When Swimming brought us together

by Sean Stockton

The first weekend in March of 2020 saw the last weekend of swim meets across the country. At the time, none of us knew that the first weekend in March the swimming world, and the world as we knew it, would come to a screeching halt. The Woodmoor Waves Swim Team was lucky enough to be able to take part in racing on that last weekend of swimming. Attending the Juanita Allington Memorial Senior Champs in Clovis, California, a small group of swimmers from Colorado Springs were able to take part in a truly special race.

Looking to attend a sea-level short course championship meet, a select senior group from the Woodmoor Waves had made the 1,200-mile trek to Clovis, California. The meet started as most meets do, some really good swims, some so-so swims, and one or two “off” swims. On Day 3 of the meet, Aidan Keating raced the 400 IM in prelims and qualified for “C” finals. Upon arriving at the pool for finals, Aidan found himself as the sole swimmer in the “C” finals. Not really looking forward to swimming by himself, Aidan asked if he could scratch the race since he had already gone a best time in prelims. “No” was the answer, followed by “put on your big boy pants and go after it.” By the time Aidan swam, it was dark out and most people had left the pool as it was approaching and 7 pm. A & B heats swam with some impressive swims. Now it was time for Aidan to step up.

I suppose this would be a good time to explain that Clovis Swim Club and Orinda Aquatics were locked in a heated battle for first place in the meet. Both teams were looking for the “W” but for just under 5 minutes on that Saturday evening, the entire pool was on the same team. Most of us have had the privilege of swimming the 400 IM. Few of us have had the honor of swimming it alone. Everyone that evening knew what Aidan was up against.

The whistle gave its familiar quick four chirps followed by a long blast. Aidan stepped up. Aidan’s swam started like many of our swims that weekend – six simmers and two coaches cheering. Then another voice was heard, then two, and then a dull roar began. “Take Your Mark” followed by the horn. When Aidan dove in, you would have thought the Waves were participating in a home dual meet with the top swimmer on the team diving into the water, not a small team from Colorado competing 1,200 miles from home with a swimmer racing in the “C” finals by himself. By the time Aidan hit the wall at the 25, there were twenty people standing behind Aidan’s lane. Swimmers, coaches, and parents from Woodmoor Waves, Clovis Swim Club, Orinda Aquatics, and Las Vegas Swim Club, just to name a few were all behind Aidan’s lane cheering together as one swim family. Folks who had no idea what the name was of the swimmer in the water were cheering for Aidan. By the time he hit the wall at the 50, another 20 swimmers had gathered behind the blocks to cheer him on. Now it should be noted that all of the Waves swimmers were at the 25 end of the pool, so everyone cheering for Aidan behind the blocks were total strangers to Aidan. When Aidan hit the wall for his 100 fly split, his split was a lifetime best time in the 100 fly 58.2 — his first time going under a minute. The race continued. The cheering continued. For four minutes and 36 seconds, the swimming world in Clovis, CA united behind Aidan and his journey in the 400 IM. After dropping ten seconds in the morning prelims, Aidan raced home, dropping an additional four seconds from his morning best.

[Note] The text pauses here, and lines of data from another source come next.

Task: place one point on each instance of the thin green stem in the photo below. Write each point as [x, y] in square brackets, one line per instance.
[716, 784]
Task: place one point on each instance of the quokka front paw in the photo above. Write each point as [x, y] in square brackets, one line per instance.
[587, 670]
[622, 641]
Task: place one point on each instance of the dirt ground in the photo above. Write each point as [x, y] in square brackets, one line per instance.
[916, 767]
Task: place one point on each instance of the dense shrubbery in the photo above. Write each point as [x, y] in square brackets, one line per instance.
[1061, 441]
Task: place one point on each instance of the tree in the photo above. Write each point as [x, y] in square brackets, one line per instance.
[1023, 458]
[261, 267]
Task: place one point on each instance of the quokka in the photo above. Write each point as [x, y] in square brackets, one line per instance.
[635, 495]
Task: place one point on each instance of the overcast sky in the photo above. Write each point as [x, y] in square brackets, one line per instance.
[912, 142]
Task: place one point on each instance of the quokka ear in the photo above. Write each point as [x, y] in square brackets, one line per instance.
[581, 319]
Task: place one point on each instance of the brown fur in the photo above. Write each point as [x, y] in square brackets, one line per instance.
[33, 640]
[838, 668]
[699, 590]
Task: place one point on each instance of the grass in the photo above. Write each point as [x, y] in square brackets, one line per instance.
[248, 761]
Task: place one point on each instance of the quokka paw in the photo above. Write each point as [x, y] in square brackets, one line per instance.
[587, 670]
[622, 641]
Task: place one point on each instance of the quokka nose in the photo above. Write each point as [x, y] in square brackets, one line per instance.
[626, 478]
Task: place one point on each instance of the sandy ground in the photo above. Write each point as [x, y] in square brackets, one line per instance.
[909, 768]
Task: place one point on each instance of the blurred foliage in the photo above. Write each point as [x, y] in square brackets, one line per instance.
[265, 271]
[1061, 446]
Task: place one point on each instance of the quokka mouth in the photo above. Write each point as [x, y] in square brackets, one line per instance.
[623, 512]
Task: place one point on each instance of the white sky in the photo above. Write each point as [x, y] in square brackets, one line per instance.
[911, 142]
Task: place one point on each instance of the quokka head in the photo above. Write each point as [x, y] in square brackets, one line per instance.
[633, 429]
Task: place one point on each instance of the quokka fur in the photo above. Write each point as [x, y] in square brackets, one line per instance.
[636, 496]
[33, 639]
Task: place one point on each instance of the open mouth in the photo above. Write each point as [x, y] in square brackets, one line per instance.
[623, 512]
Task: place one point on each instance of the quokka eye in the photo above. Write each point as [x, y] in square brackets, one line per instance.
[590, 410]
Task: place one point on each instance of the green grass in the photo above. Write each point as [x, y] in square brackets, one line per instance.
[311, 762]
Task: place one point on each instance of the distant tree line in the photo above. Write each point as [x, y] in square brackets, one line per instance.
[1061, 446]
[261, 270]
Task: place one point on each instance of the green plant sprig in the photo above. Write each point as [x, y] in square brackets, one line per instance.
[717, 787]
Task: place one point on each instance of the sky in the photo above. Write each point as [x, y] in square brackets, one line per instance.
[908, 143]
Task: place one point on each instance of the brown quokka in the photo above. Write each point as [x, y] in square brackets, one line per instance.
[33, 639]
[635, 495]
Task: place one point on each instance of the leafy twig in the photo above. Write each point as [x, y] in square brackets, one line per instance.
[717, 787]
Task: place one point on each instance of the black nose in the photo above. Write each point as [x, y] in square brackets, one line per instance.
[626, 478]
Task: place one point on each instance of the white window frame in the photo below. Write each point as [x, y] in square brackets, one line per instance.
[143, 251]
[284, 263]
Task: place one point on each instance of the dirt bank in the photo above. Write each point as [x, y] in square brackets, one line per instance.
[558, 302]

Swimming is an individual sport, but every once in a while you get to witness something special that pulls large groups of people together for a common cause. The camaraderie at the Clovis North Pool that night was something I will always remember. As an advocate for swimming, this race and everything that went into it, both in and out of the water, is why I think swimming is the greatest sport on the planet.